Thursday, June 4, 2015

Squirrels, Pebbles on Tombstones, and Massive Notes for Stories

 As you recall the matter from conversations long past, one of your oldest and closest friends was born into a Church of England family who did not spend much time among the Sunday communicants or, for that matter, the communicants of any day.  

If anything at all, your pal had an affinity for the culture into which you were born, seemed drawn to many from that culture, but in the overall arc of his life seemed to get on with those from all cultures.  You know for certain his sponsor in AA was a Navajo whom he suspected of certain shamanic leanings.

One tradition from your culture, among others, is to place a small pebble at the burial site of a departed friend or relative.  You do not know if your friend was buried or interred at all, rather than being cremated, ashes strewn or otherwise kept.  In the spirit of leaving a pebble on the closest analogy for a tombstone as you could find, you stopped by his Facebook page today, the day of his birth, to leave a pebble.  

"Old pal,"  you said.  No surprise to see dozens of individuals, stopping by to leave their pebbles, some a good deal more overt in sentimentality and a good deal longer in terms of expression.  Your friend had that effect on people.  

One such person, a former student of his, told you, when she came to study where you taught, how he'd had an indelible effect on her life, her career choice, and the discovery of her writing voice.  Yet another student of his, sent to study with you, said more or less the same thing.
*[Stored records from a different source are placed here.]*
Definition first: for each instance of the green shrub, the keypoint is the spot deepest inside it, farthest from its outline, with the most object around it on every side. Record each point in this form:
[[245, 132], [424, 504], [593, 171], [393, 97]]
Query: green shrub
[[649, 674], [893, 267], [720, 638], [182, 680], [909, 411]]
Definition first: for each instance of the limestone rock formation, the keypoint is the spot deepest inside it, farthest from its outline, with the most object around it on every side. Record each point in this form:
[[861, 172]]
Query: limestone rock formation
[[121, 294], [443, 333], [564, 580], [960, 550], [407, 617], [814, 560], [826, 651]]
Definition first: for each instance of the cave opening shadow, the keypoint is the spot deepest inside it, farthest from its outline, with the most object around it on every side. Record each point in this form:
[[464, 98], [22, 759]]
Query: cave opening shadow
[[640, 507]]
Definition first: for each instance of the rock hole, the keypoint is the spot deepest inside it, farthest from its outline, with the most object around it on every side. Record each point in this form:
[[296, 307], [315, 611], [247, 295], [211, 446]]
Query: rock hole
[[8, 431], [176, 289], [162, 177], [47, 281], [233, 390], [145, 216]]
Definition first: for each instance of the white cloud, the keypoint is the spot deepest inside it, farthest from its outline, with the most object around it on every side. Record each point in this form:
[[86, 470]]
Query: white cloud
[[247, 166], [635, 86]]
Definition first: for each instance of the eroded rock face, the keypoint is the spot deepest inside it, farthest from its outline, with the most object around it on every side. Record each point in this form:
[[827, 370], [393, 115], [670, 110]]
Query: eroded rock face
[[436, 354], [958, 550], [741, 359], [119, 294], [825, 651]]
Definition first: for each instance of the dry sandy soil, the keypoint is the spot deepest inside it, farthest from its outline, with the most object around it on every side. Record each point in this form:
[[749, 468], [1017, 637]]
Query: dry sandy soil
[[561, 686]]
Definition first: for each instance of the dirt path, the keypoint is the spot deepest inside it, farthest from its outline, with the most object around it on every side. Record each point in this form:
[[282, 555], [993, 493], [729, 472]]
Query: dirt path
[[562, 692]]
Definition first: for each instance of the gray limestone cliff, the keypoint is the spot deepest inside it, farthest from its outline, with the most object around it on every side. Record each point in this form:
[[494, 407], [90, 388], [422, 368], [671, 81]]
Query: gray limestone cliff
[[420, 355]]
While he was on his deathbed, you promised him to finish a project you'd begun together, developing on his visits to you or your to him.  The work began as casual conversation over a favored meal, pasta with clams.  He dropped his fork, clutched your arm.  "Wait.  What did you just say?"

You said you wondered if there were such a thing as a dramatic genome.

"That's it,"  he said.  "That's our book.  Of course there's a dramatic genome.  Of course that's the title.  Of course we're going to identify it, then show those willing to take the trip how to locate and use it."

This first day after you have come upon a three-week stretch with no classes, you turn to the task of getting your notes in order, compressing and filing separate ideas and concepts in convenient storage for a less scattered access.  Among other things today, you turned to the Dramatic Genome notes in order to hear your friend's voice, spend a few moments of reminiscence with his towering and probing intelligence.

On a scale of one-to-ten with one being lowest, you'd rank yourself at most a 2.5 towards being a hypochondriac, and even that ranking an exaggeration of intensity.  Nevertheless, these past few years, when some symptom comes your way, carrying a warning that it will be visiting a few days rather than a simple early-to-bed and sleeping in the next day, you greet it with the warning that you have no time for it to be serious, much less fatal.  Too much to get done.

Your hope for such matters is the hope of always more to get done than you can possibly manage. Thus yesterday's mild wooziness that came about between about twelve thirty and four were greeted with the offer on your part to take a nap and a quick shower before your five o'clock class, but no more.  "Do not even think," you warned, "of cutting into the three-week gap between classes."

The strategy worked.  At about six o'clock last night, you were aware of interacting with students well past the assigned time for them to begin reading their work, no slight residue of the wooziness to be felt.  Earlier in the week, an acquaintance had retired from a reported wooziness that sounded similar.  Tomorrow, you'll compare symptoms before returning home from Friday coffee to continue transcribing notes, alert to where your enthusiasm takes you.

From this great friend of yours, you got the habit of storing notes the way the squirrels where you used to live stored away the peanuts you bought for them at the pet supply shop.  At first, the feeding of the squirrels was a simple, straightforward delight.  You were sharing with a delightful tribe of your neighbors, often taking morning or afternoon coffee near the trees where they lived, watching, enjoying their ventures at life.  Then the pleasure of feeding them increased as you realized your landlord's mean-spirited attitudes toward them and his imagined litany of the consequences of feeding them.

Tomorrow, after coffee, your plan is to stop at the pet supply for some bird seed and peanuts, then sit in the patio, transcribing notes.  There are ideas to visit, half-formed characters, concepts for stories, new blends of coffee to brew up.  What better atmosphere than your own patio, among the chatter of birds, squirrels, and ideas?